The voice work in Gurumin 3D is great, but the music in this game is even better, as is Falcom’s usual strong suit. Gurumin 3D has a fantastic soundtrack (also purchaseable on iTunes officially from Falcom!), and fits extremely well with the game’s overall mood. Tunes in this game are overall bright and cheery, with levels having just the right amount of spooky overtones added in to fit the “monstrous” theme going on. You can detect a little bit of Ys-styled musical stylings hiding in some of the melodies and beats, which was honestly music to my ears. Unfortunately, this is where Gurumin 3D’s other big technical flaw resides. I’m not sure why, but whenever the game goes to loading screen the audio stutters pretty noticeably. It’s not so bad as to be game breaking, but it is noticeable enough to break up the flow of the tune you’re listening to. It isn’t a “sometimes” thing either, but this happens at each and every loading screen. It does get a little old after a while. On top of all this, the music on the adventuring levels doesn’t loop properly either. The song plays through and stops, then repeats as though the game is relying on redbook audio. It’s very odd, and reminds me of playing games on my Sega CD or my PC Engine. I’m not sure why this design choice was made, but it is fairly jarring on top of the stuttering during loading screens.
Aside from the graphical and audio issues, I’m happy to say that Gurumin 3D has fantastic controls. I went back to playing my copy of Gurumin on Steam to compare the two, and I’m not sure if it was input lag from my wireless controller I was using, or a programming difference between the two versions, but movement in the Steam port was a little on the choppy side, making some platforming segments exceedingly frustrating, whereas on the 3DS port they were smooth as silk. The 3DS’ control pad works great, and the thumbstick on the N3DS works nicely for adjusting the camera. If you don’t have a N3DS, you can also use the L and R buttons to adjust the camera (it’s also worth noting that there’s no technical differences between the two systems).
So, which version of Gurumin is right for you? Honestly, it depends on what systems you already have, and how much experience you’ve had with the game to begin with. If you have a PC or decent Laptop, I would honestly recommend the PC version as the “definitive” version. There are a lot of visual effects (understandably) missing from Gurumin 3D, and the additional resolution and details help the already great looking game look even nicer. However, if you’ve got a 3DS and are wanting to try out this game on the go, I would heartily recommend the 3DS version. Aside from some technical differences, it’s very much on-par with the PSP version, and the addition of stereoscopic 3D is well suited to a game such as this. While it’s not as polished as I was hoping it would be, Mastiff has done a fantastic job porting this title to the 3DS, and supporting them along with Falcom for this endeavor is well warranted, in my opinion. I would definitely give this game a try, especially if you haven’t experienced it already.
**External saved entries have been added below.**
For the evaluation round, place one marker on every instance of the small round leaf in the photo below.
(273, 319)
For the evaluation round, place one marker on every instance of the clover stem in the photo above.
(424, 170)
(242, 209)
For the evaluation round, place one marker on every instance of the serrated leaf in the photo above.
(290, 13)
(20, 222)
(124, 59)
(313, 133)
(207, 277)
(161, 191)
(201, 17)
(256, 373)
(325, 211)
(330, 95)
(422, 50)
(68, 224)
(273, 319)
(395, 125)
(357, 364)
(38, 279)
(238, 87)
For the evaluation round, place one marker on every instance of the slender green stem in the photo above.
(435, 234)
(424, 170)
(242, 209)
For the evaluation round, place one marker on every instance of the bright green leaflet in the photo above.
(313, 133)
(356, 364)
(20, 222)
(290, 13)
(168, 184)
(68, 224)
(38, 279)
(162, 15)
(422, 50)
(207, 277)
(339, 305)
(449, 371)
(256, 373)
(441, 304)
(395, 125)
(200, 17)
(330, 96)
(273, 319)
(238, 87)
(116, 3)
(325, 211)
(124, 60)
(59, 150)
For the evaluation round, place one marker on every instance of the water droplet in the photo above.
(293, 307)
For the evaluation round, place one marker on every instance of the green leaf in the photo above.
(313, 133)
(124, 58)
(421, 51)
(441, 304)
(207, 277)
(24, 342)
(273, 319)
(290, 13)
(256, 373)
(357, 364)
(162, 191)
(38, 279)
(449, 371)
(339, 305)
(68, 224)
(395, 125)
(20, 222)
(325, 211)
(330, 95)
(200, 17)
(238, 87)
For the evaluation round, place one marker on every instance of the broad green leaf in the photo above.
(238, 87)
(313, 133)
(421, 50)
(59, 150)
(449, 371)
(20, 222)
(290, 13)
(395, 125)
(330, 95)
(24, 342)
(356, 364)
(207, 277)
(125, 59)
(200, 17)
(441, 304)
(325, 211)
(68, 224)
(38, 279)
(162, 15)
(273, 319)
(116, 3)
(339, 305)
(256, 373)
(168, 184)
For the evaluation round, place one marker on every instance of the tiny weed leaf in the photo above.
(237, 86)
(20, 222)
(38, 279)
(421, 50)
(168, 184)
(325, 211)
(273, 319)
A charming little game with memorable characters, a fantastic soundtrack, and great gameplay is in store for you if you do.
Final Verdict: 4/5
Available on: 3DS (Reviewed); Publisher: Mastiff ; Developer: Falcom ; Players: 1; Released: October 13, 2016 ; MSRP: $14.99
Full disclosure: This review is based on a review copy of Gurumin 3D: A Monstrous Adventure given to HeyPoorPlayer by the publisher.